Acting Police Chief Gives City Council OT Explanation
Wednesday, June 27, 2012 • 2:51pm
PATERSON, NJ – The City Council approved $117,330 in police overtime payments Tuesday night after acting police chief William Fraher explained the expenses.
City Council Finance Chairman Kenneth Morris said the latest overtime payment put the police department about $380,000 above the amount allocated for overtime in its budget. That figure was $1,286,209.
Fraher told the city council most of the department’s overtime stemmed from “short-staffing” in the after math of last year’s layoff of 125 police officers. The layoffs resulted in staff cuts of 60 percent in the police department’s investigative units in order to keep a full patrol force on duty, Fraher said.
But the investigative units have been busy, the acting chief said. There have been 15 shootings in the past six weeks, he said. “Fifteen shootings in a month and a half is a lot of shootings,’’ Fraher said. “We’ve had 11 in June alone. It comes when it comes.’’
Several months ago, council members had asked that any new police overtime be approved in advance. But Fraher indicated that wasn’t practical. “You can’t ask for permission at 4 o’clock in the morning when someone’s been shot,’’ he said.
On average, a murder requires between $12,000 and $15,000 in overtime to investigate, Fraher said. And the city handles its non-fatal shootings with almost the same commitment, the acting chief said.
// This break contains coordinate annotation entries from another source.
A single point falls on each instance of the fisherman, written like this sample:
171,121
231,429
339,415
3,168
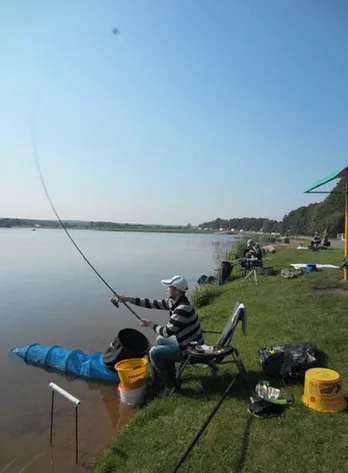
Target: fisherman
172,340
316,240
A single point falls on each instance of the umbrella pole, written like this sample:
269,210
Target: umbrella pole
346,231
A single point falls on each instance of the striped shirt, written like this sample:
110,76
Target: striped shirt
183,319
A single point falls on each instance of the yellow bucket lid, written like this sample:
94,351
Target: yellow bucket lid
322,375
323,390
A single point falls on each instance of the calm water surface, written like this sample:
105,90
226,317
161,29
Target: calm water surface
49,295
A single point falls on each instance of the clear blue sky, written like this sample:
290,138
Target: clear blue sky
196,110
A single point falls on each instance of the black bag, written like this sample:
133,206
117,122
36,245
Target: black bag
129,343
286,360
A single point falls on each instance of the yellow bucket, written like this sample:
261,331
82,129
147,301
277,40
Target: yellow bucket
323,390
132,372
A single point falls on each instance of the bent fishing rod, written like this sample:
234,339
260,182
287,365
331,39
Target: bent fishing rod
34,143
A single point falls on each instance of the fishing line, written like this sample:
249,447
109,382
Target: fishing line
35,150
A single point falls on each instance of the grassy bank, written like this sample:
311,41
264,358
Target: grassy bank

“I’m a penny-pinching kind of guy,’’ Fraher told the council. “I don’t like to spend the taxpayers’ money any more than I like to spend my own.’’
Morris said the $300,000 in police overtime recently approved by the council could have been used to hire as many as seven full-time police officers.
Councilman Andre Sayegh asked how the impending rehiring of 37 police officers would affect overtime spending. Fraher said he could give city officials a more detailed answer to that question during a private meeting, to avoid disclosing confidential police manpower decisions in public.